Net income was $882 million, an increase of $586 million from the prior year. The improved results reflected an increase in net revenue and the benefit of reduced deferred tax liabilities offset largely by increased noninterest expense.

Net revenue was $4.0 billion, an increase of $1.1 billion, or 37%, from the prior year. Investment banking fees were $1.6 billion, up 20% from the prior year. Advisory fees were $576 million, down 3% from the prior year, reflecting decreased levels of activity. Debt underwriting fees were $499 million, up 7%. Equity underwriting fees were $518 million, up 94% from the prior year. Fixed Income Markets revenue was $815 million, up 19% from the prior year. The increase was driven by record results in rates and currencies, and strong performance in credit trading, emerging markets, and commodities, as well as gains of $343 million from the widening of the firm's credit spread on certain structured liabilities. Largely offsetting these results were mortgage-related net markdowns of $2.6 billion, as well as $1.0 billion of net markdowns on leveraged lending funded and unfunded commitments.
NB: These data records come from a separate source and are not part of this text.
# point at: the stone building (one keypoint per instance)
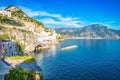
(5, 13)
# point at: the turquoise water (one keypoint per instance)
(92, 60)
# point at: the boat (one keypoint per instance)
(69, 47)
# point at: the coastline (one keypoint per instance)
(94, 38)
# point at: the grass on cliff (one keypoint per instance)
(25, 58)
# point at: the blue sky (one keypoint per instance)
(70, 13)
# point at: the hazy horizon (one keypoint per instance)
(70, 13)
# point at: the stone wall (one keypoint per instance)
(10, 48)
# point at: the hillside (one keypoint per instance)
(91, 31)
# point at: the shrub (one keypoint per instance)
(20, 74)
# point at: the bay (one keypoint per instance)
(91, 60)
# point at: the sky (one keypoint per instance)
(70, 13)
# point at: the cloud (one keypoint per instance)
(53, 19)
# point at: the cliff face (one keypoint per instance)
(11, 48)
(19, 27)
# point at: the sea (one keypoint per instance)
(93, 59)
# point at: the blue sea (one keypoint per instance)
(91, 60)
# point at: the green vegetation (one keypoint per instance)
(5, 20)
(20, 74)
(4, 36)
(48, 30)
(25, 58)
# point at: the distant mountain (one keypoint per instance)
(90, 31)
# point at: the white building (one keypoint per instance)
(46, 36)
(5, 13)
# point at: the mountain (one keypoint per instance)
(18, 26)
(91, 31)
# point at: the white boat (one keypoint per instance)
(69, 47)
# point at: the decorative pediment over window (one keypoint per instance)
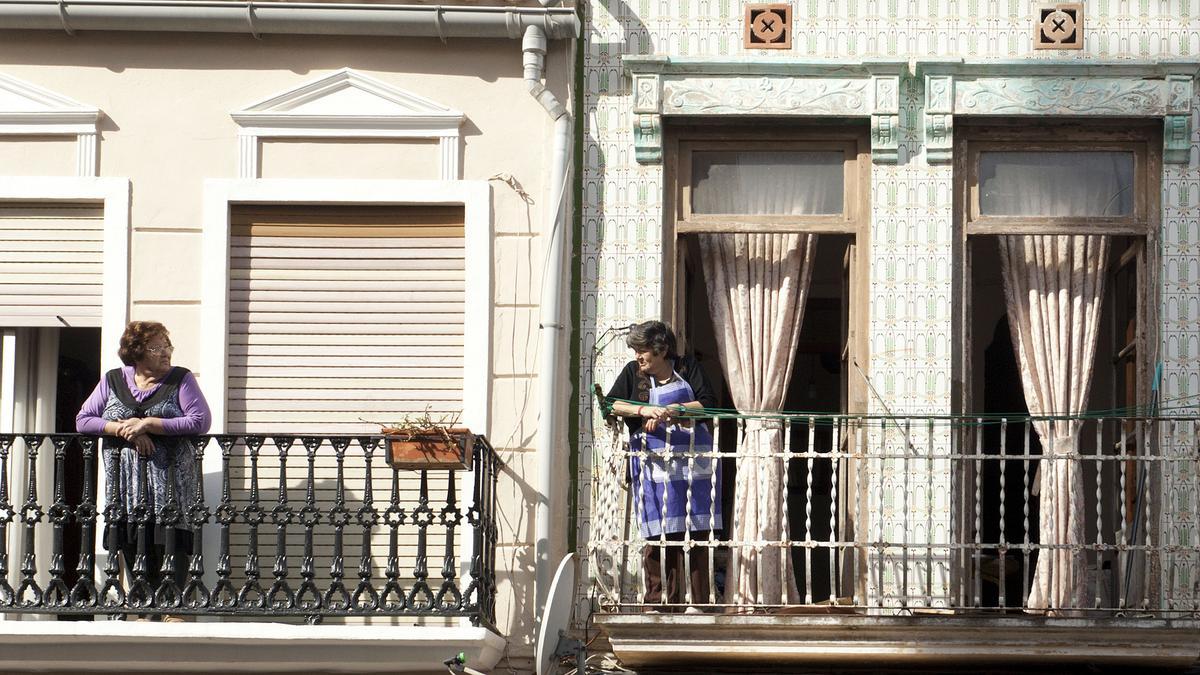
(27, 109)
(348, 105)
(1077, 89)
(677, 87)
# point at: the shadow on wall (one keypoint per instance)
(225, 52)
(515, 561)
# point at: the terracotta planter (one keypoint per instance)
(431, 449)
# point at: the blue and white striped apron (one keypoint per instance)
(672, 465)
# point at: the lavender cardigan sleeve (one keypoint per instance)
(89, 419)
(196, 419)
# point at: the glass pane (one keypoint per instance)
(1056, 184)
(766, 183)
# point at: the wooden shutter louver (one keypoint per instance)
(336, 315)
(341, 314)
(51, 264)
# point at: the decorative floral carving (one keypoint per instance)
(766, 95)
(1062, 96)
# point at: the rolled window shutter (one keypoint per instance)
(340, 314)
(51, 264)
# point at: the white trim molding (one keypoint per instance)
(348, 105)
(114, 193)
(27, 109)
(1045, 88)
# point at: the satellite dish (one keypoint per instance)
(555, 617)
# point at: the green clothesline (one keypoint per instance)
(966, 419)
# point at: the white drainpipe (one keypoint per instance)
(552, 324)
(298, 18)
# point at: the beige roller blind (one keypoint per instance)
(339, 314)
(51, 264)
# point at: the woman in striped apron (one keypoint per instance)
(677, 484)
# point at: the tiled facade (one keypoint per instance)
(912, 244)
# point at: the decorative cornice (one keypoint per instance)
(1043, 88)
(28, 109)
(665, 85)
(348, 105)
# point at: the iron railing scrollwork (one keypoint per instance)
(313, 517)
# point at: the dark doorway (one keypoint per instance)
(78, 375)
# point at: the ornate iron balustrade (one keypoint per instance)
(907, 514)
(421, 523)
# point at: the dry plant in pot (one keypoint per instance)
(419, 441)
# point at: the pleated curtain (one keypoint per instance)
(1054, 286)
(757, 286)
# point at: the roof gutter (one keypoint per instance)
(287, 18)
(552, 323)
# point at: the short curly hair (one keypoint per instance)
(654, 336)
(137, 336)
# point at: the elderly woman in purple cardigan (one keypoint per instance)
(148, 408)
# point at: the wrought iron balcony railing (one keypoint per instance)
(426, 550)
(910, 514)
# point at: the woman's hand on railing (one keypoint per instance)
(143, 443)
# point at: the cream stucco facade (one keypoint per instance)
(166, 127)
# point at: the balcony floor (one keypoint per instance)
(129, 646)
(658, 640)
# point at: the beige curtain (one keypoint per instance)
(1054, 286)
(757, 286)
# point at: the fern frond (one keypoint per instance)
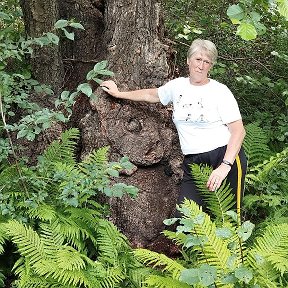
(43, 212)
(218, 202)
(178, 238)
(113, 276)
(272, 247)
(27, 240)
(261, 171)
(214, 251)
(111, 243)
(3, 236)
(156, 281)
(51, 238)
(138, 276)
(161, 261)
(256, 144)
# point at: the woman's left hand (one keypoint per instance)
(217, 176)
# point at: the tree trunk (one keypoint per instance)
(46, 62)
(128, 33)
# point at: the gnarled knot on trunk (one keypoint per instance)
(133, 125)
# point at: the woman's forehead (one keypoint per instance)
(201, 53)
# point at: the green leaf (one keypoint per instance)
(90, 75)
(61, 23)
(189, 276)
(188, 224)
(113, 172)
(235, 12)
(245, 231)
(100, 66)
(22, 133)
(170, 221)
(85, 88)
(64, 95)
(224, 233)
(105, 72)
(76, 25)
(69, 35)
(246, 31)
(207, 274)
(244, 274)
(194, 241)
(229, 279)
(233, 215)
(53, 38)
(4, 16)
(97, 80)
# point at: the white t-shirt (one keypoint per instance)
(200, 113)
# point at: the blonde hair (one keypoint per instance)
(203, 46)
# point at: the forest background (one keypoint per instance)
(54, 195)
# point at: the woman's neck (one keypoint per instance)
(199, 82)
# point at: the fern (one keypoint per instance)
(159, 260)
(255, 144)
(272, 246)
(218, 202)
(156, 281)
(28, 241)
(214, 250)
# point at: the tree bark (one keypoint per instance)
(129, 34)
(46, 62)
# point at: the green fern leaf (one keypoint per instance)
(110, 242)
(156, 281)
(27, 240)
(159, 260)
(214, 251)
(255, 144)
(272, 247)
(218, 202)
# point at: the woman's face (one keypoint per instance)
(199, 65)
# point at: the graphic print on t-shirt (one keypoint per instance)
(196, 110)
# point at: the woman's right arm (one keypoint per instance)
(146, 95)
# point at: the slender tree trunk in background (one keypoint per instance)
(129, 34)
(46, 62)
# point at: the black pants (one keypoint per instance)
(213, 158)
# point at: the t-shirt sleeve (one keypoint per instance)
(228, 107)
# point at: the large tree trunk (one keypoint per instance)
(46, 62)
(129, 34)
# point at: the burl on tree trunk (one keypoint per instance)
(129, 34)
(143, 132)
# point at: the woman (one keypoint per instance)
(207, 119)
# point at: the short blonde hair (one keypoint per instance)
(203, 46)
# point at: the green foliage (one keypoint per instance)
(19, 114)
(267, 188)
(50, 214)
(248, 18)
(256, 144)
(255, 70)
(59, 179)
(226, 254)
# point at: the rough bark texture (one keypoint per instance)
(141, 131)
(128, 33)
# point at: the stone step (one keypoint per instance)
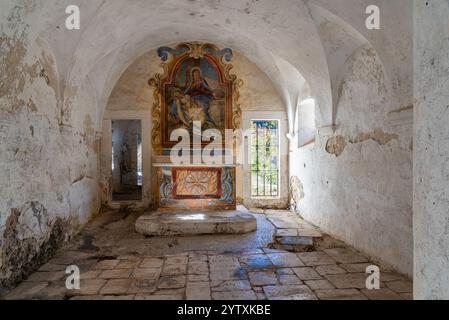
(195, 223)
(297, 237)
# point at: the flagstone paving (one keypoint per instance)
(128, 266)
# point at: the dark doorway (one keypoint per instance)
(126, 160)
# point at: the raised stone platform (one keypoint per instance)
(195, 223)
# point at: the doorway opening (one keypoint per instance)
(126, 160)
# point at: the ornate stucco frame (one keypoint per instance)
(171, 58)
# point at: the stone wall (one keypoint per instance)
(431, 167)
(357, 177)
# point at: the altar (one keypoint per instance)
(195, 93)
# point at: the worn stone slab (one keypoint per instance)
(230, 285)
(349, 280)
(196, 223)
(198, 277)
(233, 274)
(340, 294)
(330, 269)
(160, 297)
(106, 264)
(116, 274)
(172, 282)
(116, 286)
(92, 274)
(285, 271)
(26, 290)
(285, 260)
(288, 280)
(296, 292)
(52, 267)
(198, 291)
(263, 278)
(319, 284)
(140, 285)
(402, 286)
(198, 268)
(148, 273)
(307, 274)
(89, 287)
(382, 294)
(46, 276)
(316, 258)
(128, 264)
(119, 298)
(344, 255)
(171, 269)
(151, 263)
(234, 296)
(257, 262)
(356, 267)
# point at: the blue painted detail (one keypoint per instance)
(164, 52)
(227, 185)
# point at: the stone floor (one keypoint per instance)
(118, 263)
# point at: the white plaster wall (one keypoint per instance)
(48, 180)
(362, 188)
(431, 168)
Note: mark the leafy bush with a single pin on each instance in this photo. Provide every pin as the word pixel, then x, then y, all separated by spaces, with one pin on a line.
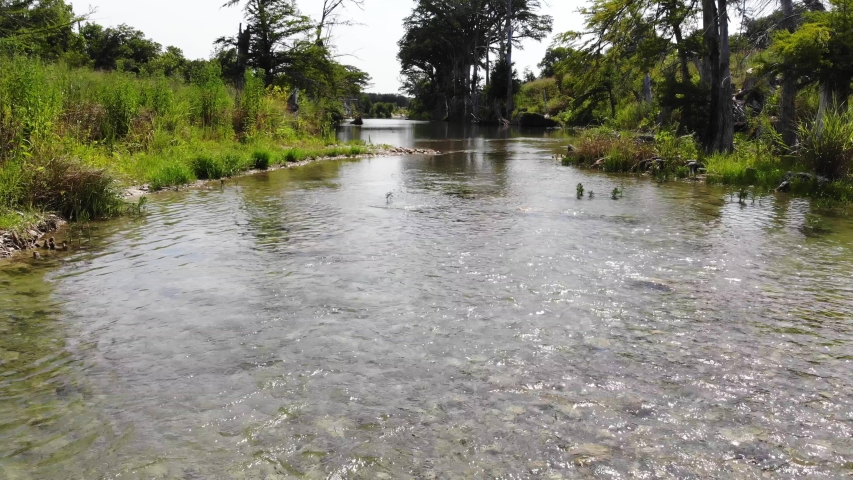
pixel 69 188
pixel 261 159
pixel 121 103
pixel 232 164
pixel 675 150
pixel 170 175
pixel 827 146
pixel 207 167
pixel 294 155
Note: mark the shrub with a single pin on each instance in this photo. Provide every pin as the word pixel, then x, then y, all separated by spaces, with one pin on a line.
pixel 206 167
pixel 294 155
pixel 121 103
pixel 261 159
pixel 170 175
pixel 232 164
pixel 69 188
pixel 675 150
pixel 827 147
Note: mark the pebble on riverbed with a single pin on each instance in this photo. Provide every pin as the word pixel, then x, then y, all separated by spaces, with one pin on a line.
pixel 12 242
pixel 412 151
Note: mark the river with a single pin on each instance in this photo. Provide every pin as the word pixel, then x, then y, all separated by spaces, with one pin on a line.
pixel 454 316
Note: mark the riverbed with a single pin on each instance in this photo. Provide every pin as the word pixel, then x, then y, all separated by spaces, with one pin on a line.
pixel 460 315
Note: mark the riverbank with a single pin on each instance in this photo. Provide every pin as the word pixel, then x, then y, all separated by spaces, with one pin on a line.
pixel 755 167
pixel 27 231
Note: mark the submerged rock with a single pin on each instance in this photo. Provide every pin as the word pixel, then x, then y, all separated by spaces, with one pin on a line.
pixel 534 120
pixel 791 177
pixel 695 166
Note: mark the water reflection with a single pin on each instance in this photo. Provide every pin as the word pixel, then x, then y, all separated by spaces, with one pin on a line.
pixel 481 322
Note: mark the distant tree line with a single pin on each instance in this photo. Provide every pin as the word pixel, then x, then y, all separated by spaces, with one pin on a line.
pixel 454 55
pixel 381 105
pixel 277 39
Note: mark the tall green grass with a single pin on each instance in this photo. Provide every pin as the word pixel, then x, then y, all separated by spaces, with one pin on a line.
pixel 70 137
pixel 827 146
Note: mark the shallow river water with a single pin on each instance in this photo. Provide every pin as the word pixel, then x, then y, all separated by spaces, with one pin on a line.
pixel 479 322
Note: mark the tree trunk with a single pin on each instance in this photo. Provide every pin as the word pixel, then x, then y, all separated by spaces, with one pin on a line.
pixel 834 94
pixel 509 92
pixel 711 65
pixel 720 135
pixel 787 107
pixel 725 117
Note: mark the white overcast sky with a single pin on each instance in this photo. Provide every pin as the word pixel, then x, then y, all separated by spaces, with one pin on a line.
pixel 370 45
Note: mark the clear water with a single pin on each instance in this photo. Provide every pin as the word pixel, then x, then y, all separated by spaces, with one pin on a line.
pixel 481 322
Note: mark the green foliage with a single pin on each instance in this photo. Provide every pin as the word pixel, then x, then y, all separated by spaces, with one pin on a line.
pixel 30 103
pixel 233 164
pixel 261 159
pixel 69 188
pixel 120 101
pixel 170 175
pixel 210 99
pixel 675 150
pixel 445 39
pixel 206 167
pixel 827 147
pixel 532 96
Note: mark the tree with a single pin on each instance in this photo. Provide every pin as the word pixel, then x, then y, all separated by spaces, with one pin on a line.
pixel 109 48
pixel 448 43
pixel 720 135
pixel 276 34
pixel 329 17
pixel 37 27
pixel 821 52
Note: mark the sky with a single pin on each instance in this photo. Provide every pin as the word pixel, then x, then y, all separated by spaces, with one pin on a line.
pixel 370 44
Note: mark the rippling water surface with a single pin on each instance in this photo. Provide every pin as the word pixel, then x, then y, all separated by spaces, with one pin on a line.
pixel 481 322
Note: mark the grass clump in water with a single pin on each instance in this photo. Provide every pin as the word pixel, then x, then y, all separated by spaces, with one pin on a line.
pixel 261 159
pixel 207 167
pixel 171 175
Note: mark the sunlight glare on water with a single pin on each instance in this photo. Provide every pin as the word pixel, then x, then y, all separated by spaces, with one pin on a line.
pixel 481 322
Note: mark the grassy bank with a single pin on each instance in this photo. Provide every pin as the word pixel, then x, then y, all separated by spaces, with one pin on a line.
pixel 757 163
pixel 71 139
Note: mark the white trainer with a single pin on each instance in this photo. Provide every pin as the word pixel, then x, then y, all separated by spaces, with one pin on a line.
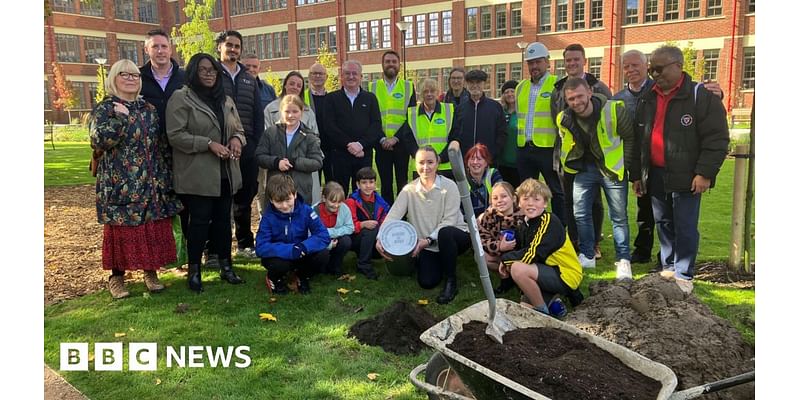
pixel 624 270
pixel 586 263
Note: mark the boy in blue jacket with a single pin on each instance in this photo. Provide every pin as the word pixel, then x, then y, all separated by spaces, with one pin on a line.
pixel 291 236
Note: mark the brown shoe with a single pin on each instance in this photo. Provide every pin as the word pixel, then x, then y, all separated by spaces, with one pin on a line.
pixel 116 285
pixel 152 282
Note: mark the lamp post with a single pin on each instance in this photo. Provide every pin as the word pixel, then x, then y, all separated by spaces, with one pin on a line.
pixel 102 62
pixel 403 26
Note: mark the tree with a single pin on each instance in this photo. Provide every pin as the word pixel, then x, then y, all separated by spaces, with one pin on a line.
pixel 101 87
pixel 195 36
pixel 64 96
pixel 328 60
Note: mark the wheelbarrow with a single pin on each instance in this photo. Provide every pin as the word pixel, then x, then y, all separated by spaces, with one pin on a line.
pixel 481 383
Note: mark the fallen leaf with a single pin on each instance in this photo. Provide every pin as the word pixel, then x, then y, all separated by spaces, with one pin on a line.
pixel 267 317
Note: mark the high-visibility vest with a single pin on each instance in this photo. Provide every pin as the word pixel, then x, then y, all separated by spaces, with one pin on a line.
pixel 610 142
pixel 393 105
pixel 544 129
pixel 431 132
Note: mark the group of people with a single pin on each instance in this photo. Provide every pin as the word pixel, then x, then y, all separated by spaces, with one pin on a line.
pixel 192 143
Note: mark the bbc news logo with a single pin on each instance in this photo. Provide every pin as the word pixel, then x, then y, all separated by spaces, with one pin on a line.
pixel 144 356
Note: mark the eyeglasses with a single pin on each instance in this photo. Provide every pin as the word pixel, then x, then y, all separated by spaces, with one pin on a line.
pixel 130 76
pixel 658 69
pixel 207 71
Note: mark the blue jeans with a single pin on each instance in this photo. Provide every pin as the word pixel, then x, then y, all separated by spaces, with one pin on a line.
pixel 583 192
pixel 676 215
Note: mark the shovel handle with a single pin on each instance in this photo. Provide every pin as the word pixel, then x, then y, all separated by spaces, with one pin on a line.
pixel 714 386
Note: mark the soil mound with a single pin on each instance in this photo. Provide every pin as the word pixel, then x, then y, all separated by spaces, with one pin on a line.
pixel 652 317
pixel 396 330
pixel 555 363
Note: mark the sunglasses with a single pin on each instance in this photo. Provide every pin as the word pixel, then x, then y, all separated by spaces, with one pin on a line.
pixel 658 69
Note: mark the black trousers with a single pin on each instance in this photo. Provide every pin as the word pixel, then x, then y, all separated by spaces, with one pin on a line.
pixel 392 167
pixel 304 267
pixel 243 202
pixel 533 161
pixel 597 212
pixel 209 220
pixel 364 246
pixel 344 167
pixel 643 244
pixel 432 266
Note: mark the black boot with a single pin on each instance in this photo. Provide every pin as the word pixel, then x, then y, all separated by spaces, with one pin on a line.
pixel 449 292
pixel 506 284
pixel 226 272
pixel 195 282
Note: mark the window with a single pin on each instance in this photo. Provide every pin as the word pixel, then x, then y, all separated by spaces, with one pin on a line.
pixel 64 6
pixel 544 16
pixel 95 48
pixel 516 71
pixel 472 23
pixel 67 48
pixel 714 7
pixel 92 8
pixel 362 35
pixel 710 61
pixel 499 78
pixel 597 13
pixel 670 10
pixel 127 49
pixel 516 18
pixel 351 37
pixel 447 26
pixel 578 14
pixel 486 22
pixel 123 9
pixel 409 38
pixel 692 9
pixel 148 11
pixel 595 66
pixel 749 68
pixel 500 20
pixel 561 15
pixel 631 12
pixel 560 69
pixel 421 35
pixel 433 18
pixel 375 34
pixel 387 33
pixel 651 10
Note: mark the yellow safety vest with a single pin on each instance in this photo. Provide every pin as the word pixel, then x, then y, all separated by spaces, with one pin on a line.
pixel 431 132
pixel 393 105
pixel 544 129
pixel 610 142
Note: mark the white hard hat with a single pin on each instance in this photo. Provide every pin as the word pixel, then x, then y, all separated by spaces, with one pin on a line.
pixel 536 50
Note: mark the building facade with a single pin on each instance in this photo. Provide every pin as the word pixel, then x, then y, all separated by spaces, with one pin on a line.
pixel 440 35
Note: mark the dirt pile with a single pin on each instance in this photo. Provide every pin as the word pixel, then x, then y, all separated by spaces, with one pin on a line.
pixel 652 317
pixel 396 330
pixel 555 363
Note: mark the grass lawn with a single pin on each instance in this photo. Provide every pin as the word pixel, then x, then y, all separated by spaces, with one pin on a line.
pixel 306 353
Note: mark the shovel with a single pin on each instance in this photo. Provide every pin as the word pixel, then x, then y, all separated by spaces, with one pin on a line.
pixel 498 324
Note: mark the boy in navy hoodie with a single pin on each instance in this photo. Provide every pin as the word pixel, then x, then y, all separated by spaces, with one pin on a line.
pixel 290 237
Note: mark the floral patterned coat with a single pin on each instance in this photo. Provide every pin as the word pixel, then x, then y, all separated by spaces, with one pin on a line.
pixel 134 172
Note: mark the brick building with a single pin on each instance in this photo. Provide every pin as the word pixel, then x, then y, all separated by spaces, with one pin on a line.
pixel 441 34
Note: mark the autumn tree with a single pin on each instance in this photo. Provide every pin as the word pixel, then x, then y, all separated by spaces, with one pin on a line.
pixel 64 96
pixel 195 36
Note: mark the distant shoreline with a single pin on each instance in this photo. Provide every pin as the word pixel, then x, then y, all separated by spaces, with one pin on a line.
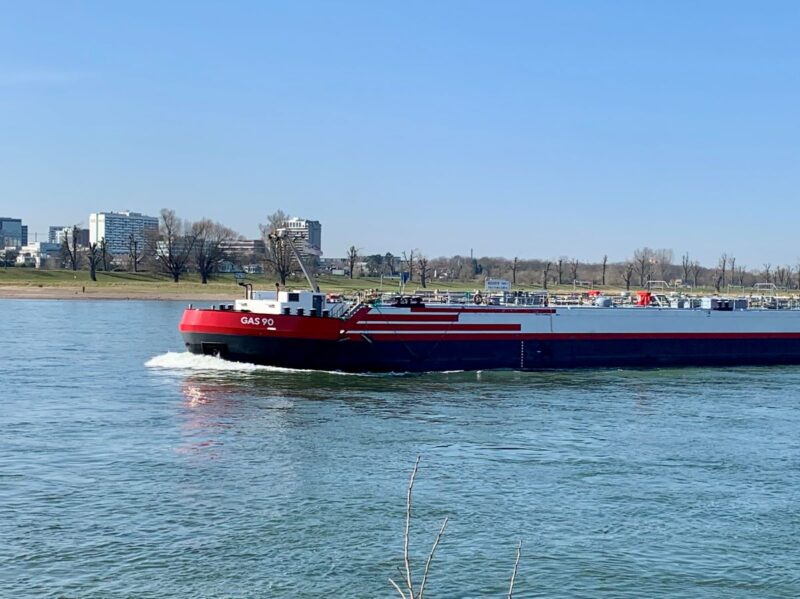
pixel 27 292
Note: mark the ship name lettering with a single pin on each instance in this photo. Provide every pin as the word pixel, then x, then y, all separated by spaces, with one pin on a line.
pixel 257 321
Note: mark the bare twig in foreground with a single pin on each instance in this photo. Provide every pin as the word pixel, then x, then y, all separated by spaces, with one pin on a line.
pixel 430 559
pixel 514 574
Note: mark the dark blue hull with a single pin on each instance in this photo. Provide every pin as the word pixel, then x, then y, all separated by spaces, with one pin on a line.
pixel 537 354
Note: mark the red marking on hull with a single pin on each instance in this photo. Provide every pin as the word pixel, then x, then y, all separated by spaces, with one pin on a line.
pixel 442 329
pixel 410 317
pixel 487 310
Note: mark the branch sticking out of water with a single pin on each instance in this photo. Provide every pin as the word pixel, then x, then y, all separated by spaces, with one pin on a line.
pixel 409 592
pixel 514 573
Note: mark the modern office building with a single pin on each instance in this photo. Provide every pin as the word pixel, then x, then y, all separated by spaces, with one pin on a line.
pixel 13 234
pixel 53 232
pixel 66 233
pixel 36 253
pixel 309 232
pixel 117 228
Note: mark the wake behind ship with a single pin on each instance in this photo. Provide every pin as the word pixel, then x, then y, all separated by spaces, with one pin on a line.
pixel 309 330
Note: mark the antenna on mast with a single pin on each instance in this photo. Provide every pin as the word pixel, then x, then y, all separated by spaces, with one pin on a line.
pixel 283 235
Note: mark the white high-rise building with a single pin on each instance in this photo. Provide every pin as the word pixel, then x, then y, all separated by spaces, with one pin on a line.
pixel 117 227
pixel 310 232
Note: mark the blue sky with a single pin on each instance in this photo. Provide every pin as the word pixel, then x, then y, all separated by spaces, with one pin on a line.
pixel 530 129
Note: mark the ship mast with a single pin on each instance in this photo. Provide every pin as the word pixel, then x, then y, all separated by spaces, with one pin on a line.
pixel 282 234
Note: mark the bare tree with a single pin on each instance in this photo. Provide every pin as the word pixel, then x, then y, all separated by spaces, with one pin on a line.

Equity Markets revenue was a record $1.7 billion, up by $1.1 billion from the prior year, driven by strong trading results and client revenue, as well as a gain of $429 million from the widening of the firm's credit spread on certain structured liabilities. Credit Portfolio revenue was a loss of $23 million, down $415 million from the prior year, reflecting net markdowns due to wider counterparty credit spreads and fewer gains from loan workouts, largely offset by higher net interest income and increased revenue from risk management activities.

The provision for credit losses was $234 million, compared with $227 million in the prior year, reflecting a weakening credit environment. Net charge-offs were $13 million, compared with $67 million in the prior year. The allowance for loan losses to total loans retained was 3.85% for the current quarter, an increase from 1.80% in the prior year.

Average loans retained were $69.0 billion, an increase of $7.1 billion, or 11%, from the prior year, largely driven by growth in acquisition finance activity, including leveraged lending. Average fair value and held-for-sale loans were $17.6 billion, up $297 million, or 2%, from the prior year.